A kinetic and mechanistic study of the chromium (VI) reduction by hydrogen peroxide in acidic aqueous solutions

• Published in: Water S. A. Vol. 33; no. 5; pp. 619 - 626
• Main Authors: Lachmann, G., Van Eldik, R., Hamza, M., Van Niekerk, W., Pienaar, J.J.
• Format: Journal Article
• Language: English
• Published: Pretoria Water Research Commission (WRC) 01.10.2007; Water Research Commision
• Subjects: Activation parameters; Biological and medical sciences; Chromium (VI); Earth sciences; Earth, ocean, space; Exact sciences and technology; Fundamental and applied biological sciences. Psychology; Hydrogen peroxide; Hydrology; Hydrology. Hydrogeology; Kinetics; Mechanism; Reduction; chromium; Hydrogen peroxide; strength; aqueous solutions; concentration; pressure; enthalpy; Radical scavenger; acids; entropy; pH; temperature; kinetics
• ISSN: 0378-4738

The reduction of hexavalent chromium, Cr(VI), by hydrogen peroxide in both buffered and non-buffered aqueous solutions was investigated as a function of concentration, pH, ionic strength, effect of radical scavengers, temperature and pressure. The rate of the reaction between Cr(VI) and hydrogen peroxide exhibited a strong dependence on the pH of the reaction mixture, viz. a decrease in reaction rate with increasing pH from 1.0 to 7.0. For a 2.5 x 10-4 mol·dm-3 Cr(VI) solution, a H2O2 concentration of at least 10 times the initial Cr(VI) concentration was required for complete reduction in this pH range. Neither the ionic strength of the reaction mixture, nor the presence of a radical scavenger had an effect on the rate of the rate-determining step. From the temperature dependence of the reaction the activation enthalpy (∆H≠) was calculated to be 10.4 ± 0.5 kJ·mol-1 and the activation entropy (∆S≠) to be -186 ± 3 J K-1·mol-1 for the rate-determining step.

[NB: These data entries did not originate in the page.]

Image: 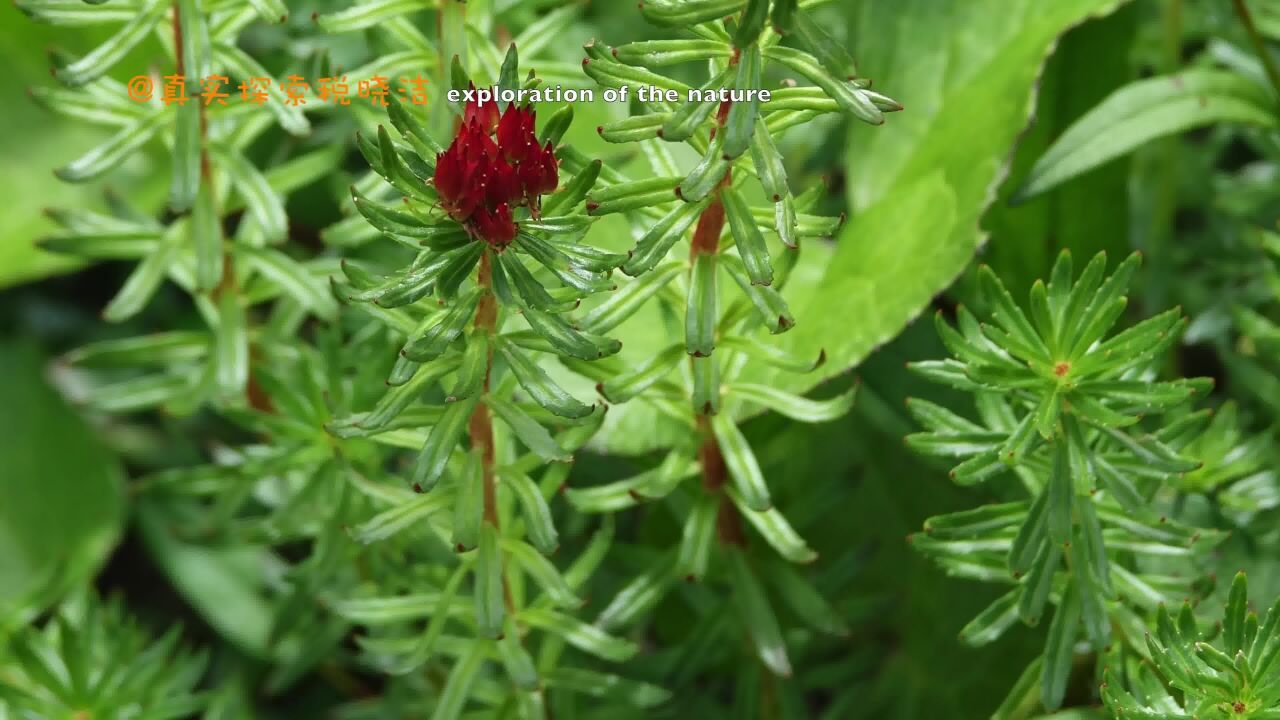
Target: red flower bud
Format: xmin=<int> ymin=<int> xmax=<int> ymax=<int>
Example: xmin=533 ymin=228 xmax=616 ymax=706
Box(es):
xmin=475 ymin=205 xmax=516 ymax=250
xmin=462 ymin=82 xmax=498 ymax=135
xmin=434 ymin=96 xmax=559 ymax=249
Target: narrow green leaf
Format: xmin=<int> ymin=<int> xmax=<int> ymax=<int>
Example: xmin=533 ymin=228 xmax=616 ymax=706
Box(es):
xmin=712 ymin=415 xmax=773 ymax=512
xmin=412 ymin=396 xmax=479 ymax=492
xmin=432 ymin=632 xmax=486 ymax=720
xmin=960 ymin=589 xmax=1019 ymax=647
xmin=499 ymin=470 xmax=559 ymax=555
xmin=517 ymin=607 xmax=639 ymax=662
xmin=502 ymin=538 xmax=582 ymax=607
xmin=214 ymin=288 xmax=248 ymax=397
xmin=726 ymin=548 xmax=791 ymax=678
xmin=622 ymin=201 xmax=708 ymax=277
xmin=685 ymin=252 xmax=719 ymax=357
xmin=1016 ymin=68 xmax=1276 ymax=200
xmin=721 ymin=187 xmax=773 ymax=286
xmin=640 ymin=0 xmax=746 ymax=27
xmin=498 ymin=335 xmax=594 ymax=415
xmin=475 ymin=521 xmax=506 ymax=635
xmin=453 ymin=447 xmax=485 ymax=552
xmin=676 ymin=493 xmax=719 ymax=580
xmin=1041 ymin=573 xmax=1080 ymax=711
xmin=726 ymin=383 xmax=858 ymax=423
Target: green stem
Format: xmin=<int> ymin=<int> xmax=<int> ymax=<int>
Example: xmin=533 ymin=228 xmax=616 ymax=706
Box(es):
xmin=1233 ymin=0 xmax=1280 ymax=99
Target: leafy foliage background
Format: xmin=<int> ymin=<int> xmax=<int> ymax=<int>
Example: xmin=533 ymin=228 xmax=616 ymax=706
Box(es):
xmin=0 ymin=0 xmax=1280 ymax=720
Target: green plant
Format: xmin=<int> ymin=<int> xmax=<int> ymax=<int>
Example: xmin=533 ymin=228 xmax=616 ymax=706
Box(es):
xmin=906 ymin=252 xmax=1220 ymax=710
xmin=1102 ymin=573 xmax=1280 ymax=720
xmin=0 ymin=0 xmax=1280 ymax=720
xmin=0 ymin=594 xmax=209 ymax=717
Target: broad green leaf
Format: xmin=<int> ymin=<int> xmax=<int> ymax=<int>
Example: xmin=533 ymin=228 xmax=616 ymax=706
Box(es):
xmin=576 ymin=0 xmax=1123 ymax=454
xmin=0 ymin=343 xmax=125 ymax=628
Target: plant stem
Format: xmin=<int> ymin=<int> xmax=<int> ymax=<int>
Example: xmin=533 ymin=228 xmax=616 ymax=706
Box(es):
xmin=698 ymin=415 xmax=746 ymax=547
xmin=467 ymin=250 xmax=516 ymax=612
xmin=689 ymin=163 xmax=745 ymax=546
xmin=1233 ymin=0 xmax=1280 ymax=99
xmin=467 ymin=251 xmax=500 ymax=528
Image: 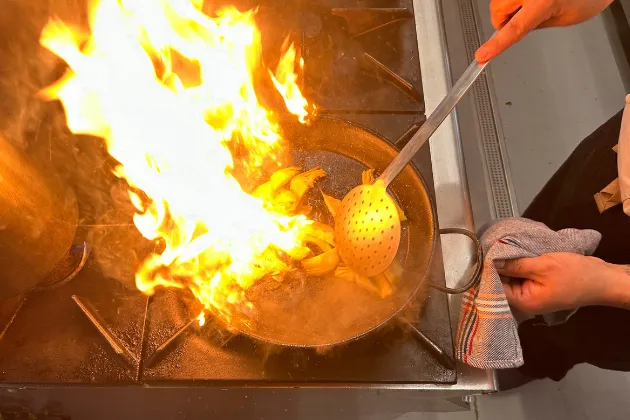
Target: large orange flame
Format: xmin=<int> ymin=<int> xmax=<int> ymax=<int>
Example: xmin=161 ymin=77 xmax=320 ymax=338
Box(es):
xmin=41 ymin=0 xmax=311 ymax=315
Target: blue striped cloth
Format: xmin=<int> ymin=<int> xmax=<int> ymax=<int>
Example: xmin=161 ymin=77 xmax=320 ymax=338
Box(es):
xmin=457 ymin=218 xmax=601 ymax=369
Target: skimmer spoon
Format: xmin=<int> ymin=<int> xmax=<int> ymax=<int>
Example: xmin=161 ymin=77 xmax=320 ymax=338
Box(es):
xmin=335 ymin=61 xmax=488 ymax=277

The volume of activation (∆V≠) was found to be -6.1 ± 0.5 cm3·mol-1 from the pressure dependence of the reaction rate. The empirical data could be fitted to : kobs = k[H+][H2O2]/(Ka + [H+]), with k = (48.4 ± 1.4) x 103 dm3·mol-1·s-1 and Ka the acid dissociation constant of H2CrO4. A reaction mechanism in which a Cr(VI)/H2O2 adduct is formed in the rate determining step, is proposed. The theoretical rate law that can be derived from this mechanism is in agreement with the empirical rate law.